Food Prices Rise Despite Price Caps / 14ymedio, Zunilda Mata

The Egido Street market still displays prices based on supply and demand. (14ymedio)
The Egido Street market still displays prices based on supply and demand. (14ymedio)

14ymedio bigger14ymedio, Zunilda Mata, Havana, 24 November 2016 — The seller doesn’t even need to advertise his wares. He just stands at a corner with several strings of onions and buyers crowd around him. Six months after the imposition of price caps for more than twenty farm products, shortages and the high cost of food continue to mark Cubans’ daily lives.

The measure, approved in May of this year, for state markets and those managed by cooperatives, regulates the prices of 23 products, to avoid “the enrichment of intermediaries.” In practice, however, this government decision had not managed to curb rising prices, which are expected to reach historic highs by the end of the year.

At the intersection of 19th and B Streets, in the Vedado neighborhood, one market has earned the epithet of “the rich people’s market.” Some also call it “the museum,” because it’s “look but don’t touch,” due to its high prices. The place has a variety of products far beyond the average offered by markets across the island.

The capped process still have not yet reached these kinds of markets, where private producers sell their merchandise. A pound of boneless pork has varied between 40 and 50 Cuban pesos for months, two days’ salary for an engineer. “We sell the meat here depending on how it comes to us,” explains Yulian Sanchez, the market’s administrator.

Opinions among customers are divided on the government’s measure. “There’s no one here who eats beef or even cracklings,” an old woman complained this Tuesday at 19th and B, while looking for oregano to cook some beans. “These prices are unthinkable for people,” she said, expressing her support for price caps on all the markets of this type.

Other customers fear a possible extension of price regulations. “What will happen is that the best things will disappear,” says Roberto, a self-employed workers who regularly buys fruit at 19th and B. “The minute they capped prices, onion disappeared,” he said.

Among the foods with regular prices are also beans, taro, cassava, bananas, yucca, sweet potatoes, lettuce and pumpkin. In markets where price controls are already in place, products cannot be sold for more than the prices established in a resolution of the Ministry of Finance and Prices.

An army of inspectors verifies that the stands display the regulated prices and apply fines to offenders that can range from 100 to 700 Cuban pesos.

A few yards from Havana’s Capitol building, the Egido street market still displays prices based on supply and demand. Four tomatoes can cost 50 Cuban pesos, a third of the monthly pension of Oscar Villanueva, a retired construction worker looking over the market stalls on Tuesday.
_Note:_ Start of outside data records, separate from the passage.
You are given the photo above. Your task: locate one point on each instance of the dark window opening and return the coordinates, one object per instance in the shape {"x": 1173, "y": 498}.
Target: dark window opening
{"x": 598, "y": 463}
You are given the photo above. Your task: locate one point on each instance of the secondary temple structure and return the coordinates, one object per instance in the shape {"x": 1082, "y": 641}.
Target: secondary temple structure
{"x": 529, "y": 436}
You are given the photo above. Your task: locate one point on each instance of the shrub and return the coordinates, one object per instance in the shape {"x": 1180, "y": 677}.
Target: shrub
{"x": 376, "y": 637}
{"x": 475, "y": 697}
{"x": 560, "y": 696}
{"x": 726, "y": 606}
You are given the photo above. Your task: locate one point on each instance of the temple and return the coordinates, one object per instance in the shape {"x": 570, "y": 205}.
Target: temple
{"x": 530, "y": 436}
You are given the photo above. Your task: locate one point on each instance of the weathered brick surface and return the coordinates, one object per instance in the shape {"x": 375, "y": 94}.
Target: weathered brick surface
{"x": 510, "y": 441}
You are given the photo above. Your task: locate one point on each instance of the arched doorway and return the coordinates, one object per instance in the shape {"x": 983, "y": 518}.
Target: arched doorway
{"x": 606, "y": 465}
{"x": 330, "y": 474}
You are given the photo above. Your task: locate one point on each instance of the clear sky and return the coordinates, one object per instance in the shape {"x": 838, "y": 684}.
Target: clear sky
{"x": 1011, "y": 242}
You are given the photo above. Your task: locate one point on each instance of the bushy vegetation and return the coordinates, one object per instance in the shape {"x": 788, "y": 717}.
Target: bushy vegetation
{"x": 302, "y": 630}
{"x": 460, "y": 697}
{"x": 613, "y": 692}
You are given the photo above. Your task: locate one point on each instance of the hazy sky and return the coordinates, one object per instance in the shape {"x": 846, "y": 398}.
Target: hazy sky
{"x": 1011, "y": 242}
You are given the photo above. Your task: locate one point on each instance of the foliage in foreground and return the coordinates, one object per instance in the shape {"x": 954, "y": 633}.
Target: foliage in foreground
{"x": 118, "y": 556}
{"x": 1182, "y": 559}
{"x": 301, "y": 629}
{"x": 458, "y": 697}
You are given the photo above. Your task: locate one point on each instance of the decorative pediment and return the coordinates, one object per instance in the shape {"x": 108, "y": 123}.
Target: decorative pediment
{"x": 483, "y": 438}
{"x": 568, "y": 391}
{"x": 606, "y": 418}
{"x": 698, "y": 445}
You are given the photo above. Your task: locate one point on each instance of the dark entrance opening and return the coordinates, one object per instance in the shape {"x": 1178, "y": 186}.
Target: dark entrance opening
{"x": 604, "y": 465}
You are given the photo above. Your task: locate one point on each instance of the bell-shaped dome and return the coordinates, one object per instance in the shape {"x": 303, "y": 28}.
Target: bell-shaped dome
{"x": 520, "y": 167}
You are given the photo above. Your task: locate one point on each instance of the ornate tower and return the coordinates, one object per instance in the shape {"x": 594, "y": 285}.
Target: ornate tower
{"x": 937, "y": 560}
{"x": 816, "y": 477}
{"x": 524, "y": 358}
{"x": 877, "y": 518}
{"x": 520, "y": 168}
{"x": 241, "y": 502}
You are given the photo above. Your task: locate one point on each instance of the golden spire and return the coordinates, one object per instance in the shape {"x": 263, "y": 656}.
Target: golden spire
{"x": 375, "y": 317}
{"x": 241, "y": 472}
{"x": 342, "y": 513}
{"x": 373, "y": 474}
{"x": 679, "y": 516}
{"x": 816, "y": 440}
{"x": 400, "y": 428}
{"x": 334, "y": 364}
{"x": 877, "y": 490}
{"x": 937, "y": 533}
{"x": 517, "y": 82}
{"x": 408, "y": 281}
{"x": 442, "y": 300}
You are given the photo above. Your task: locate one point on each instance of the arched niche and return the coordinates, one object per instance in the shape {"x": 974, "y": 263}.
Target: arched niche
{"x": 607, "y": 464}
“With Christmas and New Years it is normal to raise prices, but since these are already quite high, we have to prepare for the worst,” he says.

Anxiety in anticipation of these holidays is apparent among the stands of the central market. The government has informed the sellers that as of this coming January there will be a system of price regulation for several products.

“This is the only place where you can find a variety of fruit. If they cap the prices it will be like the others,” says Villanueva.

Board with prices for the day's offerings in the EJT Market at 17th Street and K, in Havana. (14ymedio)
Board with prices for the day’s offerings in the EJT Market at 17th Street and K, in Havana. (14ymedio)

The quality of the products at the Youth Labor Army (EJT) market at 17th and K, run by the Armed Forces, is very different from “the rich people’s market,” a distant relative of the Egido Street market.

Many consumers agree that price caps are often at odds with the quality of products. “The fruits they sell are always green and the root vegetables are covered with dirt,” says a regular customer of the market in Vedado. The woman recognizes, however, that the prices in other markets “can’t go on like this, because soon we’ll need a wheelbarrow full of money to buy food for a week.”

“Now they have one-thousand peso notes to fix that problem,” a nearby vendor jokes with the woman.

The hopes of many are pinned on the reopening of El Trigal market in January, the only agricultural wholesale market in al of Havana, which in the middle of this year was closed for “irregularities” in its operation. But it is still unknown if the government will maintain the price caps, sustain supplies in the market stalls, and improve the quality of the offerings.